4つの異なる状態を使うため、1シンボルあたり2ビットを表現できます。

  • 4状態
  • 1シンボルあたり2ビット
  • 耐ノイズ性が高い
  • 長距離伝送に適している

比較的シンプルで耐性が高いため、長距離系や厳しい光条件のリンクで使われやすい方式です。

QAMとは

QAM(Quadrature Amplitude Modulation)は、振幅と位相を組み合わせて情報を表現する変調方式です。

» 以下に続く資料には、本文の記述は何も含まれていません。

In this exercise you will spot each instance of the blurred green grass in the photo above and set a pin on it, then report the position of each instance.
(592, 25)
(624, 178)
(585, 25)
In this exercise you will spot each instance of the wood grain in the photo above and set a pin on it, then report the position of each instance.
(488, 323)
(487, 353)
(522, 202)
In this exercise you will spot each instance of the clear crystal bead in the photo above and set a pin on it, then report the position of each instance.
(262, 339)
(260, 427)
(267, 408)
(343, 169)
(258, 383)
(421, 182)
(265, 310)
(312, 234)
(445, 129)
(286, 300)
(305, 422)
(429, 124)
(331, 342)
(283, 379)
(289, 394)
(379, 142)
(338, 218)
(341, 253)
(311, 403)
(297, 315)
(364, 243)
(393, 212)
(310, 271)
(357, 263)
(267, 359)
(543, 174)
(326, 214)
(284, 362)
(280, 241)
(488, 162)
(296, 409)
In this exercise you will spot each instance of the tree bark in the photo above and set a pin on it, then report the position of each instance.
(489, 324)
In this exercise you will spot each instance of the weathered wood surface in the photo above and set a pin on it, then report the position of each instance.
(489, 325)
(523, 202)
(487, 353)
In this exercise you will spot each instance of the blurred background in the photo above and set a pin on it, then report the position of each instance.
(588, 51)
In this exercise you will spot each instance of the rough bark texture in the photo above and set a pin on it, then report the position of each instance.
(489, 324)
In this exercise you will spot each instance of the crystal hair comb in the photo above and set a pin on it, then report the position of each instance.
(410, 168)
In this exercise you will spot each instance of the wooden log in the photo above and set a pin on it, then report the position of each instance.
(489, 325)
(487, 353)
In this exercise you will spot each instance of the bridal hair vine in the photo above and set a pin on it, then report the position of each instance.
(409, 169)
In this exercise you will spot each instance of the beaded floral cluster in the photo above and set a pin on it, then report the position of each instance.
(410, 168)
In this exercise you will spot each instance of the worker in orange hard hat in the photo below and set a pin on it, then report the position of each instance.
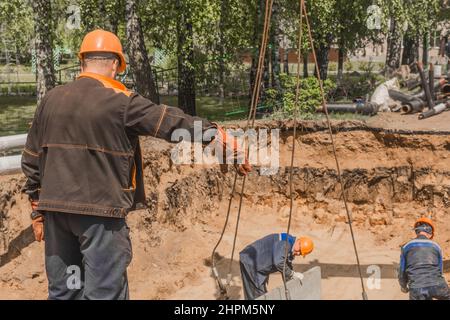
(85, 137)
(421, 265)
(102, 44)
(266, 256)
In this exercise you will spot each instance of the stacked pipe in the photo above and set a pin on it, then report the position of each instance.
(431, 99)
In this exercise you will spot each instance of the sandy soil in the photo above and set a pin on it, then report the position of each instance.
(398, 121)
(393, 179)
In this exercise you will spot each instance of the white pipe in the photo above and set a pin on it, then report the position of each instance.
(10, 164)
(15, 141)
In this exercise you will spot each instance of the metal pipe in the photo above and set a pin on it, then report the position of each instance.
(10, 142)
(413, 106)
(10, 164)
(400, 96)
(425, 86)
(434, 111)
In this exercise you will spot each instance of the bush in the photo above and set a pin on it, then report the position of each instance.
(348, 66)
(309, 95)
(332, 66)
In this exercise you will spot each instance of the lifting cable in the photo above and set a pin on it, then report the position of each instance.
(250, 121)
(330, 130)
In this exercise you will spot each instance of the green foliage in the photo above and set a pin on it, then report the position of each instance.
(309, 95)
(348, 66)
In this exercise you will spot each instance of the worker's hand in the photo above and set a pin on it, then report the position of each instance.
(38, 228)
(34, 204)
(298, 275)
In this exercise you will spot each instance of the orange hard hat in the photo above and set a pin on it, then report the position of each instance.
(103, 41)
(427, 221)
(306, 246)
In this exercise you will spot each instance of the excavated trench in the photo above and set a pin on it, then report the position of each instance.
(390, 179)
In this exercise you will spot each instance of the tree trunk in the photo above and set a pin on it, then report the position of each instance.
(275, 33)
(322, 58)
(137, 54)
(426, 48)
(394, 47)
(341, 56)
(221, 49)
(258, 26)
(286, 60)
(43, 29)
(305, 64)
(410, 51)
(185, 54)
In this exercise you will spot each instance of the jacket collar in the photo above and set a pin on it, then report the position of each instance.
(105, 80)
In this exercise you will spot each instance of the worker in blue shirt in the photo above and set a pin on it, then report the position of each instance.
(421, 265)
(267, 255)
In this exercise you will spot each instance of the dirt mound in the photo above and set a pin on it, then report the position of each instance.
(390, 179)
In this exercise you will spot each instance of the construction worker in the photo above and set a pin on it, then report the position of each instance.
(421, 265)
(83, 163)
(266, 256)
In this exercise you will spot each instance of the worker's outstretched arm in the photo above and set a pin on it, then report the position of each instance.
(402, 276)
(143, 117)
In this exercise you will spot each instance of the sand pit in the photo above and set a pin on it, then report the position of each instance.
(391, 179)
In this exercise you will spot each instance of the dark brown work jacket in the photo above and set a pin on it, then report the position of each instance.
(82, 153)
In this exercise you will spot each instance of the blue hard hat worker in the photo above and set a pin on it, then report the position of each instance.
(266, 256)
(421, 265)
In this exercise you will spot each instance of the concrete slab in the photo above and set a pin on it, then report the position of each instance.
(307, 289)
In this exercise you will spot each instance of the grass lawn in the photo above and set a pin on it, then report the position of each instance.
(17, 112)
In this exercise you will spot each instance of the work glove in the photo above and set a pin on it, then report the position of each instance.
(38, 227)
(298, 275)
(37, 221)
(231, 152)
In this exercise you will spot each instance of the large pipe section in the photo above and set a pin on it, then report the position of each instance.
(413, 106)
(434, 111)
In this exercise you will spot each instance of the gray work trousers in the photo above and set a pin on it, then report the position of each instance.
(86, 257)
(251, 290)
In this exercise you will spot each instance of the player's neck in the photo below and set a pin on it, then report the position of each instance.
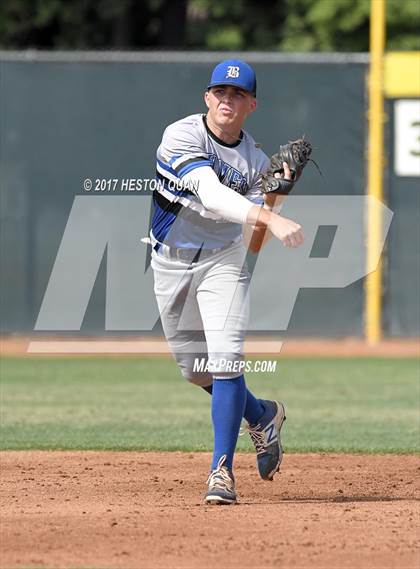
(229, 136)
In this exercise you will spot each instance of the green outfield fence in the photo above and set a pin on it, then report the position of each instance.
(66, 116)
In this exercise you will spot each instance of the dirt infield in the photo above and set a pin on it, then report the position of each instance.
(144, 510)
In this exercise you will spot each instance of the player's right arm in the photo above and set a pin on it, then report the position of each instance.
(230, 205)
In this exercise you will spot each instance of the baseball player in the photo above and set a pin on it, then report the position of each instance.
(207, 203)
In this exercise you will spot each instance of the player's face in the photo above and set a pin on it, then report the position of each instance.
(229, 106)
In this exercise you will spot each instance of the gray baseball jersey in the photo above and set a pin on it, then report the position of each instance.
(180, 220)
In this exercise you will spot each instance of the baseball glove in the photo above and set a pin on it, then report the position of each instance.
(296, 154)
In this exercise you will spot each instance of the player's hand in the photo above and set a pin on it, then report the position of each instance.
(272, 198)
(289, 232)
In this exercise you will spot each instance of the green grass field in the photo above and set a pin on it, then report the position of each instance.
(344, 405)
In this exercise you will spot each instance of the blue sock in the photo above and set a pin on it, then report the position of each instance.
(227, 409)
(254, 409)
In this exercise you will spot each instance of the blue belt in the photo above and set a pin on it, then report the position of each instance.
(189, 255)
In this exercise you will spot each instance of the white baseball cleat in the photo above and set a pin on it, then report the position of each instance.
(266, 438)
(221, 485)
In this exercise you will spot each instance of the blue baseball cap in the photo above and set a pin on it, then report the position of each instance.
(234, 72)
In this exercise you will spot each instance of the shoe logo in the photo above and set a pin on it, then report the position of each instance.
(271, 433)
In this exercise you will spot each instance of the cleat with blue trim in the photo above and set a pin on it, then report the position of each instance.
(266, 438)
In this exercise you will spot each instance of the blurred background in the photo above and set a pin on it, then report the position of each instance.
(87, 88)
(266, 25)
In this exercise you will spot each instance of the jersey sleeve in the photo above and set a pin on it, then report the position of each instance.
(181, 150)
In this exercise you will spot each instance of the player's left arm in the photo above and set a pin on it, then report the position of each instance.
(256, 237)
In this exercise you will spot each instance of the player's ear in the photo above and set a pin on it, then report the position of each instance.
(252, 105)
(206, 98)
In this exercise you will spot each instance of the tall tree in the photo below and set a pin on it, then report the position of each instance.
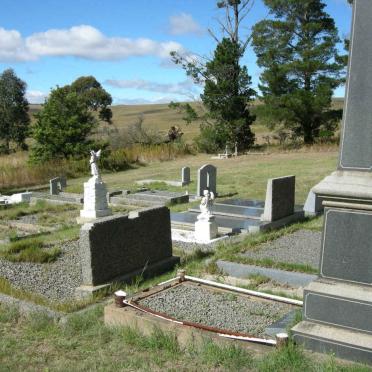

QPSKよりも多くの状態を使えるため、1シンボルあたりの情報量を増やせます。

  • 16QAM:16状態 → 4ビット/シンボル
  • 64QAM:64状態 → 6ビット/シンボル

多くの情報を送れる一方で、各状態の間隔が狭くなるため、ノイズや歪みに対する耐性は低下します。

QPSKとQAMの違い

QPSKとQAMの違いは、主に「1シンボルあたりに載せられる情報量」と「ノイズへの強さ」にあります。

  • QPSK:低容量・高耐性
  • QAM:高容量・低耐性

このトレードオフにより、用途に応じて使い分けられます。

OSNRとの関係

変調方式によって必要なOSNRは大きく異なります。

  • QPSK:低OSNRでも動作しやすい
  • 16QAM:より高いOSNRが必要

高次の変調方式ほど状態間の差が小さいため、ノイズの影響を受けやすくなります。

そのため、リンク設計ではOSNRと変調方式をセットで考える必要があります。

OSNRについては以下の記事で解説しています。

OSNRとは?解説

非線形効果との関係

高次の変調方式ほど非線形効果の影響を受けやすくなります。

そのため、パワー設計やチャネル設計が重要になります。

非線形効果については以下の記事で解説しています。

非線形効果とは?解説

コヒーレント通信との関係

QPSKやQAMは、コヒーレント通信によって実現される代表的な変調方式です。

コヒーレント通信については以下の記事で解説しています。

コヒーレント通信とは?解説

現場での考え方

距離と変調方式

長距離ではQPSK、短距離や高容量重視ではQAMといった使い分けが一般的です。

OSNRマージン

高次変調では必要OSNRが高くなるため、十分なマージンを確保する必要があります。

柔軟な制御

最近では、リンク条件に応じて変調方式を切り替える柔軟な運用も行われています。

まとめ

変調方式は、光通信の性能を左右する重要な要素です。

シンボルとは、ビット列を実際の信号状態として表したものであり、1シンボルあたりにどれだけの情報を載せられるかが伝送効率を決めます。

QPSKは耐性が高く、QAMは高効率ですが条件が厳しくなります。OSNRや非線形効果とあわせて理解することで、より実践的な光伝送設計が可能になります。